A majority of our capital expenditures in connection with the repack occurred in 2018 and 2019. To date, we have incurred approximately $40.6 million in capital expenditures for the spectrum repack project (of which $4.9 million was paid during the first six months of 2020). We have received FCC reimbursements of approximately $34.1 million through June 30, 2020. The reimbursements were recorded as a contra operating expense within our “Spectrum repacking reimbursements and other, net” line item on our Consolidated Statement of Income and reported as an investing inflow on the Consolidated Statement of Cash Flows.
    
Related Party Transactions

We have an equity and debt investment in MadHive, Inc. (MadHive) which is a related party of TEGNA. In addition to our investment, we also have a commercial agreement with MadHive where they support our Premion business in acquiring and delivering over-the-top ad impressions. In the second quarter and first six months of 2020 and 2019, we incurred expenses of $13.7 million and $9.3 million, respectively, as a result of the commercial agreement with MadHive. As of June 30, 2020 and December 31, 2019 we had accounts payable and accrued liabilities associated with the commercial agreement of $4.2 million and $4.3 million, respectively.
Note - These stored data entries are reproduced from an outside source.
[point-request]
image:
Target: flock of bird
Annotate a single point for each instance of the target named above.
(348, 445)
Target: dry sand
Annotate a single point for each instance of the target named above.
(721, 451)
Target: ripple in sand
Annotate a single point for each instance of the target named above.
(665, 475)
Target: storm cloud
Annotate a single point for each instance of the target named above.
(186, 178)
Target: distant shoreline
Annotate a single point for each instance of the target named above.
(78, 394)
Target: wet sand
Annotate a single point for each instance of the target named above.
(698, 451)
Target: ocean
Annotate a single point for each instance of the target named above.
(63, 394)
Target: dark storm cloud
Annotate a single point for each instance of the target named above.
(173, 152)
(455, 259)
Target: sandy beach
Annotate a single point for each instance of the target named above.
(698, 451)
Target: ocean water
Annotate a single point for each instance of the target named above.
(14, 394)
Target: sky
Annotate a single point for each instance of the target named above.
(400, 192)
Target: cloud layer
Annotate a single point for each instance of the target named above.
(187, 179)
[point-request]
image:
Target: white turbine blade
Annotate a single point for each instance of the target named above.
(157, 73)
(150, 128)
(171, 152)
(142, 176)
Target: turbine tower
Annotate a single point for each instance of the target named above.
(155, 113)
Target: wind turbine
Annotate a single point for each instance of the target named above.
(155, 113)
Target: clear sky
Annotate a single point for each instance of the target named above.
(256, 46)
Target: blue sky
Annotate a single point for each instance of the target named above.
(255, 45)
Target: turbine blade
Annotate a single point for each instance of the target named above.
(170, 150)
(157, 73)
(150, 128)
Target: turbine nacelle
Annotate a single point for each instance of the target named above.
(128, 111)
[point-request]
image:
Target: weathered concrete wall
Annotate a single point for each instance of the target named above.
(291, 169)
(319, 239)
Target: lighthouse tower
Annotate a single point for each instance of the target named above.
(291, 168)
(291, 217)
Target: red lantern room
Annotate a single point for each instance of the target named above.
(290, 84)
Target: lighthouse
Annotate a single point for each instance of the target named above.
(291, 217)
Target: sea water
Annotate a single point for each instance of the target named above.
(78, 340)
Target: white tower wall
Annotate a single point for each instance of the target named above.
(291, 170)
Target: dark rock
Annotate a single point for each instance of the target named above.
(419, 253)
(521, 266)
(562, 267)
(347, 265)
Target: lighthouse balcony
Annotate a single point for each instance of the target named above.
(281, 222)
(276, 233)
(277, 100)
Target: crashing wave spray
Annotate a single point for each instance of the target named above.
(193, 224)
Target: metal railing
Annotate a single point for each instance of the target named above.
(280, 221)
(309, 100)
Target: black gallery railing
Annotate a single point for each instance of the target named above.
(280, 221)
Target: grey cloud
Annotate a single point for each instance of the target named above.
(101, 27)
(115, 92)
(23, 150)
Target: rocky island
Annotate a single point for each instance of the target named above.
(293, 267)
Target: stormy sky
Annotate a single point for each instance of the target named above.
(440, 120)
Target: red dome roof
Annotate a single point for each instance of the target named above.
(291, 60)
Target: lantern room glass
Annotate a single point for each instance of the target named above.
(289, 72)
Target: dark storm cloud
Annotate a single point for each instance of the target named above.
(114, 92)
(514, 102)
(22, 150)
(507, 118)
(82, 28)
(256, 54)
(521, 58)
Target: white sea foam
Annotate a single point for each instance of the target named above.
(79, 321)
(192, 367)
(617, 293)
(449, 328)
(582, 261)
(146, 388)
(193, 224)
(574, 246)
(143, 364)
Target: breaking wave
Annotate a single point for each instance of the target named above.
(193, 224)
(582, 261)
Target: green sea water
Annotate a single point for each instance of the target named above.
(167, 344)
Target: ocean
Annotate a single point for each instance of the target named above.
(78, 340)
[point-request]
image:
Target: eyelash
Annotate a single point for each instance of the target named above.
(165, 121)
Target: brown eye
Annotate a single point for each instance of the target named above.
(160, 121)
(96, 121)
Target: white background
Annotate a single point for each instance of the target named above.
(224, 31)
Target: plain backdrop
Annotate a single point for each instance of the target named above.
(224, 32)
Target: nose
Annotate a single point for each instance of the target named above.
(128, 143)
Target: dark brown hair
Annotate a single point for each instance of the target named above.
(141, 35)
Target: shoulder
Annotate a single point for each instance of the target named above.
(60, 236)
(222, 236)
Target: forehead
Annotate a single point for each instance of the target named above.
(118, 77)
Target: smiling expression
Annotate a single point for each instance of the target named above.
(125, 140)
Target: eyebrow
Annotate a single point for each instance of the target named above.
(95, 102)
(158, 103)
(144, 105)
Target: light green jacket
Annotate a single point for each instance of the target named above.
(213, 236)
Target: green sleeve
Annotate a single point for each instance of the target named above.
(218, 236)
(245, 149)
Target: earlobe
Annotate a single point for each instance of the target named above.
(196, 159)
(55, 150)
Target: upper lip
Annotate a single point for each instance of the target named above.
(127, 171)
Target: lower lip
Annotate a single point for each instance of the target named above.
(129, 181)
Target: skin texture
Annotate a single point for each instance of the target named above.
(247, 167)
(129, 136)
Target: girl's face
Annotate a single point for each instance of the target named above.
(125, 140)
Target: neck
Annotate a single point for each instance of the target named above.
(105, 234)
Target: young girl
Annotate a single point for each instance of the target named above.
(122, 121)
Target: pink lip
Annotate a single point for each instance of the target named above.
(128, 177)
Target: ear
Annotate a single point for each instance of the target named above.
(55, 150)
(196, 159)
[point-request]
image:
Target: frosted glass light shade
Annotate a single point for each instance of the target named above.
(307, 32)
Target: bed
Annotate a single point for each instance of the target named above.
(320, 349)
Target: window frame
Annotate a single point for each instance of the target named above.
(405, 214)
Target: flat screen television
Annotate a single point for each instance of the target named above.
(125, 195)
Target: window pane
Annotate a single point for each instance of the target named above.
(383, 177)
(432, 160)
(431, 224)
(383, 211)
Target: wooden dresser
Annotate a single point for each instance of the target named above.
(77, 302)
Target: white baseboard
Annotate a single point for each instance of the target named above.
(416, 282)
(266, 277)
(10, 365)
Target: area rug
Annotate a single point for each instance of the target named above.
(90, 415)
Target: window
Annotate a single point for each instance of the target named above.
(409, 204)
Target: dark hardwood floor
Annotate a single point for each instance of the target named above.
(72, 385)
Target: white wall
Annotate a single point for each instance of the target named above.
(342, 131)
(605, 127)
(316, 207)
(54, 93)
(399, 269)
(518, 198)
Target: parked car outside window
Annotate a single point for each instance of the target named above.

Sale of minority ownership interest in Premion

On March 2, 2020, we sold a minority ownership interest in Premion, LLC (Premion) for $14.0 million to an affiliate of Gray Television (Gray). Gray is reselling Premion services across all of Gray’s 93 television markets. Our TEGNA stations and Gray will each have the right to independently sell Premion in markets where we both operate a local television station. The sale of spot television advertising is not part of this agreement, and Gray and our TEGNA stations will continue to sell spot advertising for our respective stations without any involvement from the other party.

In connection with acquiring a minority interest, Gray has the right to sell its interest to Premion if there is a change in control of TEGNA or if the commercial reselling agreement terminates. Since redemption of the minority ownership interest is outside our control, Gray’s equity interest is presented outside of the Equity section on the Condensed Consolidated Balance Sheet in the caption “Redeemable noncontrolling interest.” On the date of sale, we recorded a $14.0 million redeemable noncontrolling interest on the Condensed Consolidated Balance Sheet in connection with Gray’s investment. When the redemption value or the carrying value (the acquisition date fair value adjusted for the noncontrolling interest’s share of net income (loss) and dividends) is less than the redemption value, we adjust the redeemable noncontrolling interest to equal the redemption value with changes recognized as an adjustment to retained earnings. Any such adjustment, when necessary, will be performed as of the applicable balance sheet date.